Ancora, detta previsione si inquadra in un contesto, quello dei lavori per l’appunto, contrassegnato da un sistema di qualificazione dei soggetti esecutori del tutto peculiare, poiché unico e generalizzato (v. art. 40 del d.lgs. 163/2006), basato su categorie e importi in forza dei quali è rilasciata un’attestazione da parte di organismi di diritto privato autorizzati (e controllati) dall’Autorità di Vigilanza (SOA), che dimostra e certifica il possesso dei requisiti di capacità tecnica e finanziaria. Mentre invece, per gli appalti di servizi e di forniture, quella stessa capacità va provata ogni volta in occasione della singola gara, tenuto anche conto dei requisiti richiesti dalle stazioni appaltanti (v. artt. 41 e 42 del d.lgs. 163/2006)
All’interno del sistema di qualificazione dei lavori pubblici deve essere collocato l’istituto della cd. cooptazione, prevedendosi la possibilità che il singolo concorrente o più concorrenti riuniti associno altre imprese, provviste di una qualificazione SOA ma per categorie ed importi diversi da quelli richiesti dal singolo bando. Sicché l’istituto è chiaramente preordinato a consentire che imprese minori siano associate ad imprese maggiori e che, in questo modo, le prime maturino capacità tecniche diverse rispetto a quelle già possedute, facendo comunque salvo l’interesse della stazione appaltante attraverso l’imposizione della qualificazione dell’intero valore dell’appalto da parte delle seconde (le imprese che associano).

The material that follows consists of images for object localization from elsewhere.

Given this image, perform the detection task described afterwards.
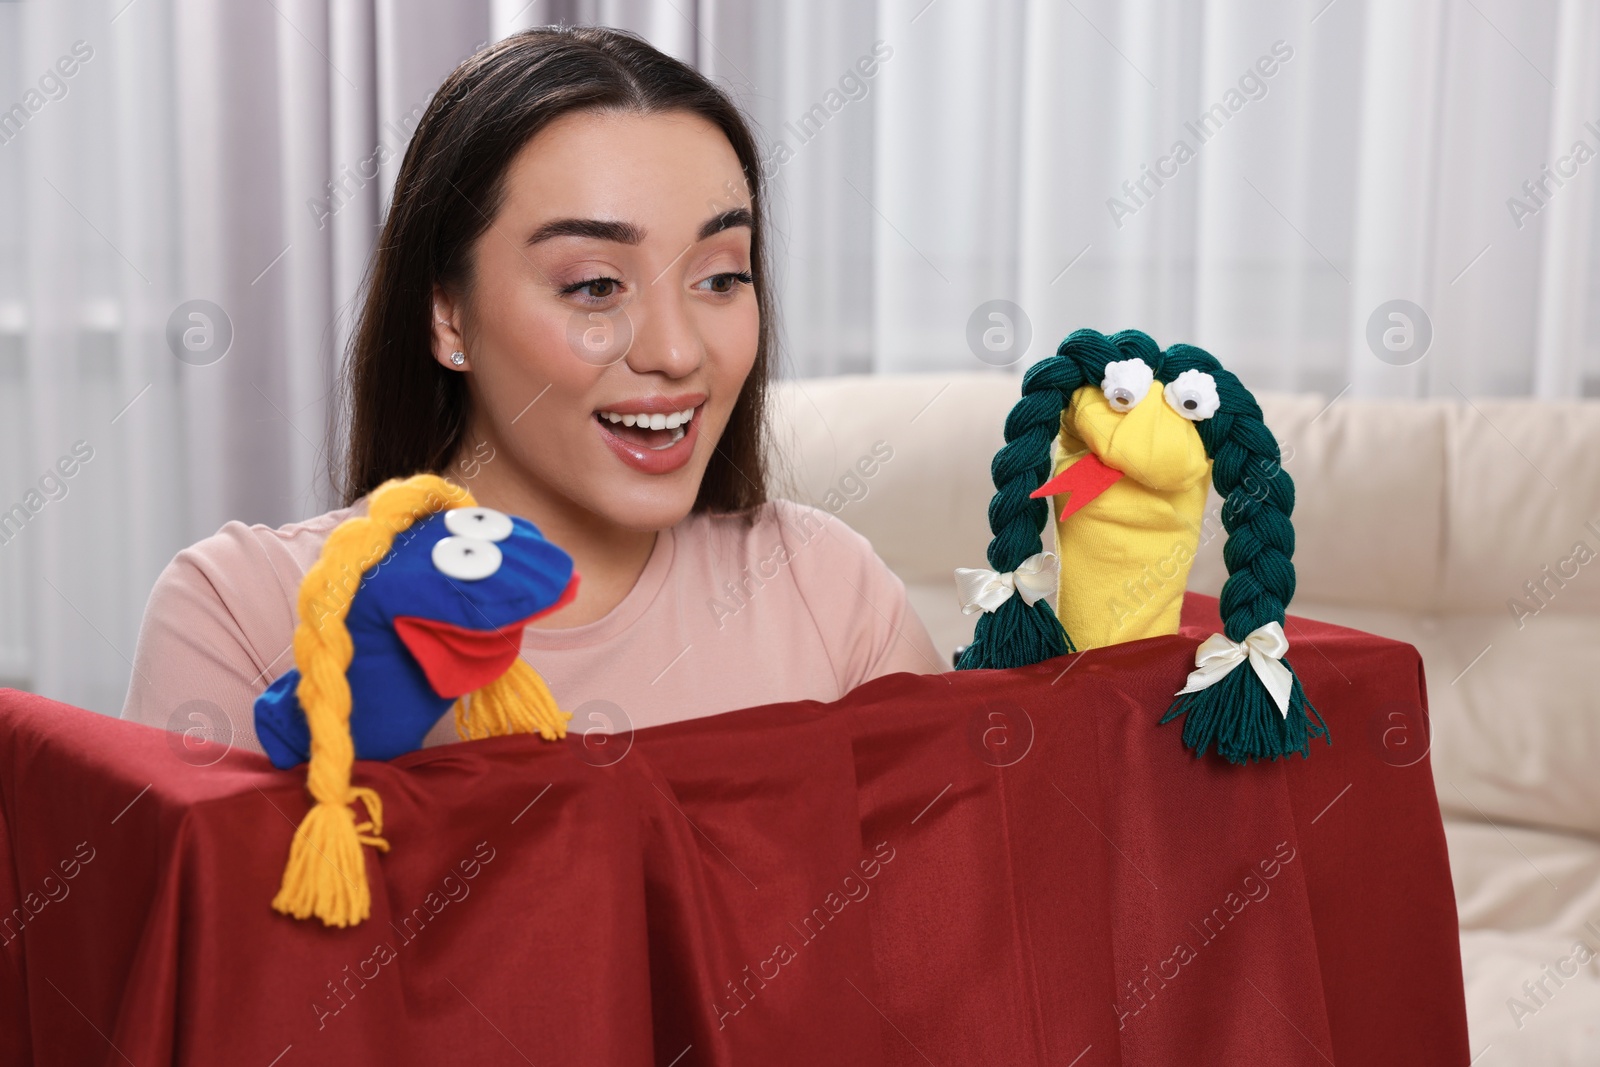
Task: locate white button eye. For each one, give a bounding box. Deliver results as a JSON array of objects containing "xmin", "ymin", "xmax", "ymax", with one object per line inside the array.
[
  {"xmin": 444, "ymin": 507, "xmax": 513, "ymax": 542},
  {"xmin": 1100, "ymin": 358, "xmax": 1154, "ymax": 413},
  {"xmin": 431, "ymin": 536, "xmax": 503, "ymax": 581},
  {"xmin": 1163, "ymin": 370, "xmax": 1221, "ymax": 421}
]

Ciò posto, non può non rilevarsi come neppure il nuovo regolamento del 2010, sebbene dettato per tutte le tipologie di appalti, contempli l’istituto della cooptazione con riferimento alle ATI nel settore delle forniture e dei servizi. Sicché, alla luce del dato letterale apparentemente inequivoco, valutato unitamente alle accennate differenze tra il sistema di qualificazione nei lavori e quello vigente per i servizi e le forniture, è ragionevole dubitare della possibilità di un’applicazione analogica delle ricordate disposizioni regolamentari agli appalti di servizi e di forniture
Né può ritenersi che una simile conclusione – che, per le ragioni che a breve saranno esaminate, ha il pregio della chiarezza e della certezza - impedendo alle imprese minori di maturare capacità tecniche diverse ed ulteriori, determini, nel settore dei servizi e delle forniture, un restringimento significativo della partecipazione alle (future) gare e quindi, in ultima analisi, un effettivo freno alla concorrenza, in contrasto con i principi del diritto europeo.
Osserva infatti il Collegio come il ventaglio delle possibilità, offerte dalla legislazione di derivazione comunitaria nel contesto della collaborazione fra imprese, sia sufficientemente ampio da offrire agli operatori alternative comunque soddisfacenti: si pensi all’avvalimento, che consente il “prestito” dei requisiti di carattere economico, finanziario e tecnico mancanti; o alla associazione temporanea di imprese, che consente di cumulare i requisiti posseduti da ciascuna impresa. Entrambi gli istituti appena richiamati valgono sicuramente ad ampliare la concorrenza e ricevono una disciplina puntuale.